Amener des personnes de la classe ouvrière à la Co-écoute
Réponse de Tim Jackins à une question posée pendant l’atelier pour les formateurs-formatrices et les dirigeant-e-s de Pennsylvanie et du New Jersey, USA
Question: Dan Nickerson [la Personne de Référence Internationale pour la Libération des Personnes de la Classe Ouvrière] a lancé une initiative pour amener davantage de personnes de la classe ouvrière à la Co-écoute, et je trouve que la Communauté de Co-écoute est un environnement très classe moyenne. Je suis curieux de savoir s’il y a eu des initiatives, en particulier aux États-Unis, pour rendre cet environnement plus facile à intégrer pour les gens de la classe ouvrière.
Tim Jackins: Oui, il y a plein de tentatives. Je pense que ce qui marchera, c’est que les personnes de la classe ouvrière prennent contact avec d’autres personnes de la classe ouvrière — pas pour les intégrer dans la Communauté mais pour leur enseigner elles-mêmes la Co-écoute. Je crois que nous devons préparer les gens à faire partie de notre Communauté pour qu’ils ne soient pas aussi vulnérables au fait d’être restimulés par nous quand ils nous rejoignent.
Nous devons tous nous battre contre tout ce qui nous empêche d’avoir des relations avec des personnes de la classe ouvrière. Que nous appartenions à la classe ouvrière, à la classe moyenne ou à la classe possédante, nous avons des détresses qui interfèrent avec de telles relations. Nous devons cela remettre en question — allez-y en trébuchant et soyez maladroits mais commencez à apprendre comment entrer en contact.
À mesure que nous travaillons pour provoquer de grands changements sociétaux, nous aurons besoin de comprendre le monde du point de vue de la classe ouvrière, qui sait comment il fonctionne réellement. Et la classe ouvrière aura besoin des outils que nous avons développés dans la Co-écoute afin qu’elle ne soit pas mise en échec par les restimulations et qu’elle ne soit pas marginalisée.

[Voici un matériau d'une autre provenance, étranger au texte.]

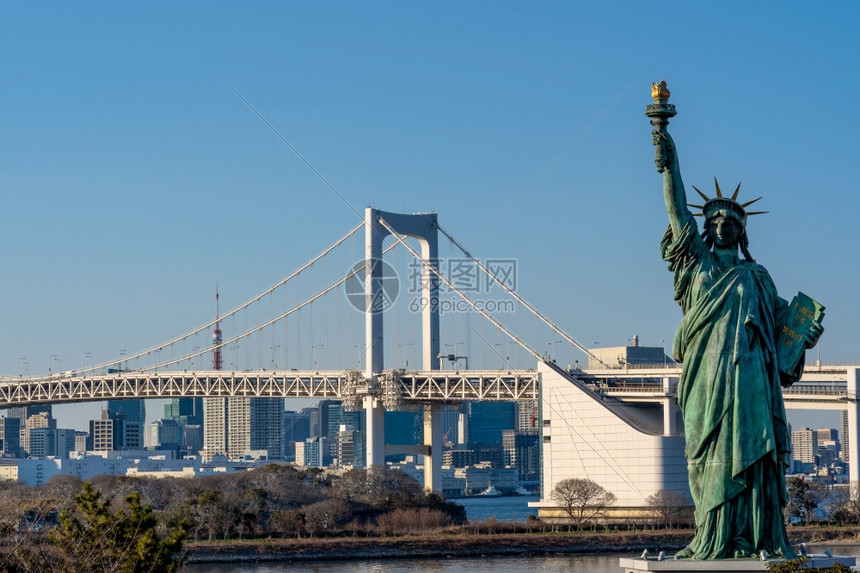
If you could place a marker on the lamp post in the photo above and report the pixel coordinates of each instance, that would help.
(404, 346)
(553, 344)
(314, 349)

Les Co-écoutant-e-s appartenant à la classe ouvrière qui connaissent des personnes de la classe ouvrière et voudraient les intégrer à la Communauté doivent leur apprendre la Co-écoute. Leurs amis ont besoin d’avoir pratiqué suffisamment la Co-écoute pour que lorsqu’ils intègrent la Communauté, ils comprennent comment elle fonctionne et ne soient pas simplement réactifs.
Nous nous restimulerons toujours les un-e-s les autres. Il n’y a pas moyen de faire autrement. Nous sommes d’accord pour essayer de ne pas nous restimuler mutuellement, ce qui fait une énorme différence mais cela ne règle pas complètement le problème. Nous nous restimulons quand même les un-e-s les autres. Simplement, nous savons bien en général qu’il ne faut pas laisser les choses s’envenimer et continuer à échanger des restimulations.
Les Co-écoutant-e-s appartenant à la classe ouvrière doivent trouver quelques personnes et leur enseigner la Co-écoute individuellement ou en binôme, ou encore deux par deux. Ils doivent les aider à comprendre la Co-écoute du point de vue de la classe ouvrière, dès le début, et à la comprendre suffisamment bien pour pouvoir participer à la Communauté. Les ressources de la Communauté, qui souvent se trouvent parmi les autres classes sociales, sont valables. Mais si les gens nous rejoignent sans comprendre la notion de restimulation avant qu’elle ne leur tombe dessus, leur réaction sera sans doute du style “Il y a de bonnes choses ici et je voudrais bien rester, mais je ne peux pas le supporter [le tolérer].”
Nous pouvons former les gens nous-mêmes au lieu d’espérer, de prier ou d’essayer de trouver un moyen de manipuler la Communauté pour qu’elle change rapidement. Il nous a fallu longtemps pour bâtir la Communauté et elle ne changera pas du jour au lendemain.
Nous avons besoin d’expérimenter. Ce n’est pas un problème si un groupe de base avec des personnes de la classe ouvrière se réunit séparément du reste de la Communauté pendant un an ou deux — ou le temps qu’il faudra pour que les gens comprennent suffisamment bien la Co-écoute et que cela ne soit pas difficile pour eux de s’y ’intégrer ; pas plus difficile qu’ils ne peuvent le supporter. Je pense que la réponse est dans cette direction. Essayez et dites-moi si ça marche.